遠方の友人に会うため、久しぶりにJRを使った。直通はないので、接続が良い乗り換えを調べていたら、行きと帰りは違う路線を使うことに。切符は一部予約し、残りは当日買うことにした。

窓口の若いJRマンに、「A駅で改札を出ますか」と訊かれた。交通要所のA駅なら、ちょっとした待ち時間でも見るところが多くて出たくなる。でも私は違う路線経由だったので「いえ、B駅で乗り換えます」と言うと、瞬間彼の頭に路線図と時刻表が現れた(ように見えた)。そして、今の時間ならそっちが早いな、と納得したように少し微笑んで切符をくれた。

車両に乗り込むと、運転士さんが既に定位置についていた。30歳手前くらいだろうか、1人で声を張って指差し確認をしている。定刻になり、姿勢よくアナウンスする背中が、仕事に誇りを持っているんだろうなと思えて格好良かった。
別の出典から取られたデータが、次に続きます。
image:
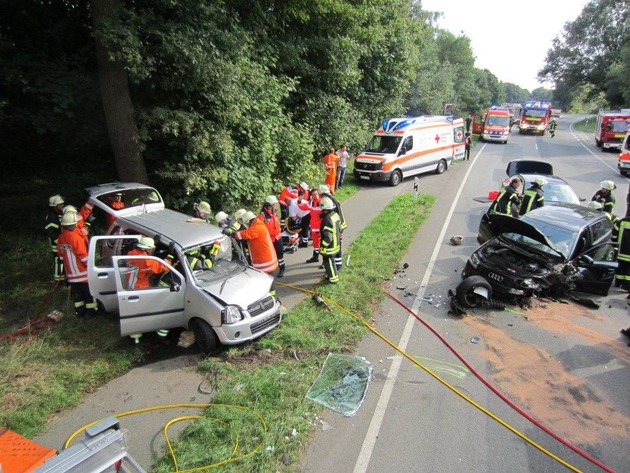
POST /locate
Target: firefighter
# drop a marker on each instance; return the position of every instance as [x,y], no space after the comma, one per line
[72,249]
[509,201]
[330,161]
[621,235]
[201,210]
[552,127]
[146,267]
[330,232]
[324,191]
[533,197]
[605,197]
[53,230]
[269,216]
[315,223]
[261,249]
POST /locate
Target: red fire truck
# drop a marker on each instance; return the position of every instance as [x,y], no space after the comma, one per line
[535,118]
[611,128]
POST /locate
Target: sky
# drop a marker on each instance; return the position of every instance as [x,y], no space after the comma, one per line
[516,52]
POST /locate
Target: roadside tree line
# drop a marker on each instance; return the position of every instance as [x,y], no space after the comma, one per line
[225,101]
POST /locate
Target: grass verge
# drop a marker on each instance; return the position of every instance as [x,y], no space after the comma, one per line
[273,375]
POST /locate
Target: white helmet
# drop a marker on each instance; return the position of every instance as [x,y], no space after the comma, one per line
[220,216]
[146,243]
[238,214]
[323,189]
[247,216]
[326,204]
[55,200]
[69,219]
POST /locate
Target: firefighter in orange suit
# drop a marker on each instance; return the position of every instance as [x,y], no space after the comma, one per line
[72,249]
[261,249]
[146,267]
[330,161]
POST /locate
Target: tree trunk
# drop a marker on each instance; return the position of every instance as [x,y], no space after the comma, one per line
[119,113]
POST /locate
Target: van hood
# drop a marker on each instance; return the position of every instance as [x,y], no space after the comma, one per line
[506,224]
[236,284]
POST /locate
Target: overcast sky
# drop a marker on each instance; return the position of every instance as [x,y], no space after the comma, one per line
[509,38]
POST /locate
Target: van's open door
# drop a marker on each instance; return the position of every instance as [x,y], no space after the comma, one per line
[159,306]
[101,266]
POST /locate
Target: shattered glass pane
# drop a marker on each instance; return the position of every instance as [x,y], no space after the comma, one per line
[342,384]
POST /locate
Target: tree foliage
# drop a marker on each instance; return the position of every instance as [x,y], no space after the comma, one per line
[593,50]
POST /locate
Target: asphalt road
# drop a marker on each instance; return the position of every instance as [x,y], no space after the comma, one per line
[565,365]
[569,369]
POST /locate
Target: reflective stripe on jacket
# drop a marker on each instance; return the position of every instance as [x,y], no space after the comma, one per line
[330,233]
[261,249]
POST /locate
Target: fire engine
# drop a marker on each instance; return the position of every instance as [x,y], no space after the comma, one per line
[611,128]
[535,118]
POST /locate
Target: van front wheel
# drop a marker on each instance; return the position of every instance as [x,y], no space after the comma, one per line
[395,178]
[206,339]
[441,167]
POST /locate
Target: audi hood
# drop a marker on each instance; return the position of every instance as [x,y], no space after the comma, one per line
[506,224]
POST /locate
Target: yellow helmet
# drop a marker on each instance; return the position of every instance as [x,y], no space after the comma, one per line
[146,243]
[55,200]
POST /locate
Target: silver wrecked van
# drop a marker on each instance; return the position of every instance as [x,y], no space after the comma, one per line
[229,303]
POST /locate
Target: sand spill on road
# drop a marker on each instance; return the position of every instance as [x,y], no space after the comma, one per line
[539,383]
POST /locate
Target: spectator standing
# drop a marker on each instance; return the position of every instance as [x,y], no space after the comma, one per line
[467,146]
[330,161]
[261,249]
[269,216]
[342,162]
[53,230]
[72,249]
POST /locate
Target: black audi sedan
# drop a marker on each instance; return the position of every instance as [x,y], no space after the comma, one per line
[552,249]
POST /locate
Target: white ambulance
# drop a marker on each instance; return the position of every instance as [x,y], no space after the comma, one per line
[407,146]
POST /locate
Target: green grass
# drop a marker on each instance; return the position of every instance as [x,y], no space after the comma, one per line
[273,375]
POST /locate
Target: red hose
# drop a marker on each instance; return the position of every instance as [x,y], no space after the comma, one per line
[497,392]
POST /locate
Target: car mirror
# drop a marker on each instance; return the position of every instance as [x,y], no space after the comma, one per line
[586,259]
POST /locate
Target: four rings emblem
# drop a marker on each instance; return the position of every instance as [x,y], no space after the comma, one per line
[495,277]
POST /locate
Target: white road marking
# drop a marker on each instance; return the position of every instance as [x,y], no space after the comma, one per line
[371,435]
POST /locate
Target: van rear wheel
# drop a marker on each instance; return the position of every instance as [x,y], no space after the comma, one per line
[395,178]
[206,339]
[441,167]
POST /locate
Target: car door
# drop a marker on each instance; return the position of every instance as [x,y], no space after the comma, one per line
[597,267]
[159,306]
[101,267]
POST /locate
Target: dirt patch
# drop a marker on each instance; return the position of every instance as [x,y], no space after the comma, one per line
[539,383]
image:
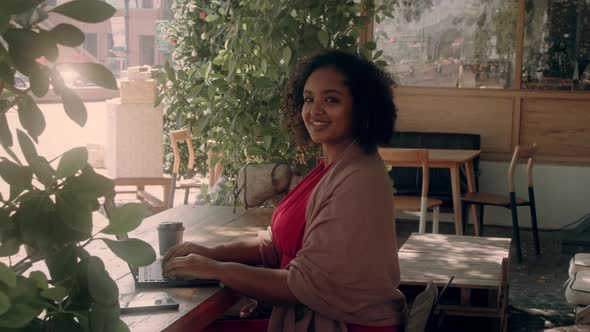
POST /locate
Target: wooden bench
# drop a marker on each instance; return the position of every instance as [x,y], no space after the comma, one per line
[479,266]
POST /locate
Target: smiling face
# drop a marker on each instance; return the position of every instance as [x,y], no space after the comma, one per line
[327,108]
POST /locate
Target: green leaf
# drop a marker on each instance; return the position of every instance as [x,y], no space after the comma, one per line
[18,6]
[29,44]
[14,175]
[27,147]
[67,35]
[96,73]
[49,45]
[30,117]
[5,134]
[88,11]
[19,315]
[57,293]
[7,276]
[121,326]
[34,219]
[62,263]
[100,284]
[378,54]
[71,162]
[39,77]
[370,45]
[381,63]
[4,220]
[4,20]
[323,38]
[45,173]
[134,251]
[264,83]
[211,18]
[7,75]
[74,106]
[40,279]
[4,303]
[125,218]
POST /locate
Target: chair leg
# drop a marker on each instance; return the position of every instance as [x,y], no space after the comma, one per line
[515,227]
[534,221]
[172,191]
[464,216]
[480,219]
[435,219]
[186,195]
[423,212]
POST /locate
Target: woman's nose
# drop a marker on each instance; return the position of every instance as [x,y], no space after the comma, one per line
[317,108]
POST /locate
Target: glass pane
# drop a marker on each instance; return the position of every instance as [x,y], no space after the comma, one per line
[557,45]
[450,43]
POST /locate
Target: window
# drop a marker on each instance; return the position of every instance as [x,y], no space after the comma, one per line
[557,45]
[90,44]
[451,43]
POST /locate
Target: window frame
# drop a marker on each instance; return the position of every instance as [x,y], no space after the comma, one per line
[368,35]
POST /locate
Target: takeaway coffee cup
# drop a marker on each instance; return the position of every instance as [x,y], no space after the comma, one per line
[169,235]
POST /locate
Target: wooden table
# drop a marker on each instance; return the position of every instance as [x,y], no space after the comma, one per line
[199,307]
[153,203]
[479,266]
[453,160]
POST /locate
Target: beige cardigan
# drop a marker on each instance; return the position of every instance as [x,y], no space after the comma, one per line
[347,270]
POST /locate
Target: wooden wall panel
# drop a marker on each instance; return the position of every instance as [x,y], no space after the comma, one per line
[490,116]
[561,127]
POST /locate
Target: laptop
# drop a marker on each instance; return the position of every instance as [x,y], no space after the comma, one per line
[151,276]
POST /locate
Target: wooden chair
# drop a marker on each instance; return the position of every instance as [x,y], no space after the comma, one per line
[414,203]
[422,308]
[511,201]
[186,184]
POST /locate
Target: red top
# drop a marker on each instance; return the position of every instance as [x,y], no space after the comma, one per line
[288,225]
[288,219]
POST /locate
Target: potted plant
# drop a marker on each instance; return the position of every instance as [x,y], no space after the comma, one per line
[232,60]
[49,208]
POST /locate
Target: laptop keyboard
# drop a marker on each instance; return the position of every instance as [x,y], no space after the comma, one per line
[152,272]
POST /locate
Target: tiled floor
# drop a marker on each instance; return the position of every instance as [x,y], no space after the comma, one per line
[537,301]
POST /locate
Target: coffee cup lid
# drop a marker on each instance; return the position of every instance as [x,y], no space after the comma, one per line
[171,225]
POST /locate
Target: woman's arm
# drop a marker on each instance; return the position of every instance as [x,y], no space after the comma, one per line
[268,285]
[261,283]
[245,251]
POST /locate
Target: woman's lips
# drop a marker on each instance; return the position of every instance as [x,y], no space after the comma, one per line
[319,124]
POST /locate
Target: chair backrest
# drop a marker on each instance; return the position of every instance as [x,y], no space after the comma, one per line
[412,157]
[421,309]
[407,179]
[176,137]
[522,153]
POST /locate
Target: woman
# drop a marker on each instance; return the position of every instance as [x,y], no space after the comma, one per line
[330,256]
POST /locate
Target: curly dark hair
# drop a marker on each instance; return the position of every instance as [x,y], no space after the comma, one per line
[373,110]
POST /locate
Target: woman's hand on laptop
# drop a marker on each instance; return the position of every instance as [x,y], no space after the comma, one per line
[192,265]
[184,249]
電車が好きなんだろうな、念願敵った運転士なんだろうな、なんて想像してしまう。

学生時代、同期に筋金入りの鉄ちゃんがいた。車両の歴史や種類はもちろん、全国の特急の時刻表をそらんじられる。あの分厚いものを、毎月買って楽しそうに読んでいた。時々誰かが「今から高崎線の新潟駅から『いなほ』に乗るとしたら、何時発がある?」なんて架空の話を振っても、時計を見ながら「今からなら12時13分のが一番早い」と普通に答えられる。そしてもちろん、それは正解だと時刻表で確認できた。

電車のことを質問したら、いつまでも際限なく話し続けるのが面白くもあり面倒臭くもあった。当時はちょっと変わった人としか思わなかったけど、今会ったら当時よりはゆっくり話が聞けそう。そんな趣味を分かち合えるパートナーに巡り合えていたら良いね、と思う。